Aim: The aim of our study was to investigate whether changes in ferritin levels are indicative for cancer in TDT patients.

Patients and Methods: A retrospective cohort study was conducted and included all TDT pts followed in our unit during 1/13-12/23. For TDT pts who developed cancer, data on the type of cancer, age at cancer diagnosis, survival status, and iron overload indexes as assessed by serum ferritin, liver and heart T2* MRI were recorded and analyzed. The mean (SD) ferritin levels were assessed for the following time intervals prior to the diagnosis of cancer:0-6months, 12–24 months and 1-5years. Statistical analysis was performed with RStudio v.3.6.2.

Results: Twenty-one pts from a total of 376 TDT (median age 44 years; range:1-66, in 12/2023) followed in our unit, were diagnosed with cancer during the study period. For this population, the overall incidence for cancer was 5.6%, while the median age at diagnosis was 45years, with both values being significant worse compared to 0.5% and 66years, respectively, for the reference Greek population. Eight distinct types of cancer were diagnosed, with hepatocellular carcinoma being the most frequent (10 pts) followed by renal cell carcinoma (3 pts), non-Hodgkin lymphoma and colorectal cancer (2 pts each), thyroid carcinoma, pancreatic cancer, non-small cell lung cancer and cholangiocarcinoma (1 pt each). All pts were regularly transfused, with no statistically significant differences regarding consumption the year prior to cancer diagnosis, and all were under chelation treatment at a stable schema at least for one year prior to cancer diagnosis. Chelation therapy included deferasirox (DFX) (8pts), deferoxamine (DFO) or deferiprone (DFP) (3 pts each), DFP and DFO (5 pts), DFO and DFX or DFP and DFX (1 pt each).The results showed that ferritin levels, while they were no different between 1 year and 5 years prior to cancer diagnosis (p=0.13), rise sharply during 0-6 months prior to cancer diagnosis, with a mean increase of 933±1728(129% of baseline). Serum ferritin levels 0-6 months prior to cancer diagnosis (median 2116 ng/ml) differed significantly to levels 12-24 months (median 1180 ng/ml) (p=0.00014) and 1-5years (median 1404 ng/ml) (p=0.0098) prior to cancer diagnosis. At the same period, other indicators of iron overload, notably LIC and cardiac T2*, have remained stable(p>0.05) (mean change:0.39±4.09mg Fe/g.d.w. and 0.76±6.48msec, respectively). Of note is that a patient presented a notable increase in ferritin levels 0-6 months prior to cancer diagnosis, which resolved when remission was achieved, with a similar increase in ferritin levels occurring 4 years later upon relapse.

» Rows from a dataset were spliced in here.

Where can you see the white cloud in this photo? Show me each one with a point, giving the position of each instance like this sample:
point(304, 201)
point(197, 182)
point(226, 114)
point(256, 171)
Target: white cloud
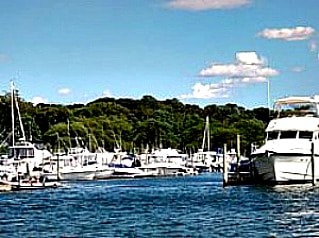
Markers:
point(249, 58)
point(206, 91)
point(37, 100)
point(199, 5)
point(107, 93)
point(288, 34)
point(297, 69)
point(3, 58)
point(248, 64)
point(313, 45)
point(249, 68)
point(64, 91)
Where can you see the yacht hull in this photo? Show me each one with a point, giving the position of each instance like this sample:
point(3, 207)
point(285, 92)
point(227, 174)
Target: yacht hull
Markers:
point(285, 168)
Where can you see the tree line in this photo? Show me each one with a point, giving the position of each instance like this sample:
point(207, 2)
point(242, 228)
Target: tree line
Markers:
point(135, 125)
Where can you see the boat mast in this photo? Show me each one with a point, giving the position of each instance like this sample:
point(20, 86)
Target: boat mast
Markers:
point(12, 113)
point(206, 133)
point(20, 120)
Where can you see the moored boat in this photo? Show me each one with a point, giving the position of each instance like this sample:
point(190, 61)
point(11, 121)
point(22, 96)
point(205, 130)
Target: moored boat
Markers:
point(286, 156)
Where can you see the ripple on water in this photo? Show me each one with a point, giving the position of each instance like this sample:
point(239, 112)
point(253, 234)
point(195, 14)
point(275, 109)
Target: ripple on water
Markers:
point(157, 207)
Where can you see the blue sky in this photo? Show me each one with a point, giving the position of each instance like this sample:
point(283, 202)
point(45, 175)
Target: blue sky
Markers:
point(199, 51)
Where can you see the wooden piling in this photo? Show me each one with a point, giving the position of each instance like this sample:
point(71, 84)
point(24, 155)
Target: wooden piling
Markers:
point(58, 160)
point(238, 156)
point(225, 165)
point(313, 171)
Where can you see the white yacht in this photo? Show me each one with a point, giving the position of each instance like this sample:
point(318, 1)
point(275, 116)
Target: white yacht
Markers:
point(24, 156)
point(167, 162)
point(77, 164)
point(286, 156)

Conclusions: TDT patients are at high risk for developing cancer, as shown by an increased incidence and occurrence at younger ages compared to general population. An abrupt and sustained increase of serum ferritin levels 0-6 months prior to cancer diagnosis, not reflecting changes in iron overload, was observed in our cohort. Thus, our data support that ferritin levels is a sensitive marker for malignancy even in thalassemic patients with iron overload. Unexplained changes in serum ferritin levels in this group of patients should prompt for timely evaluation for an underlying malignancy.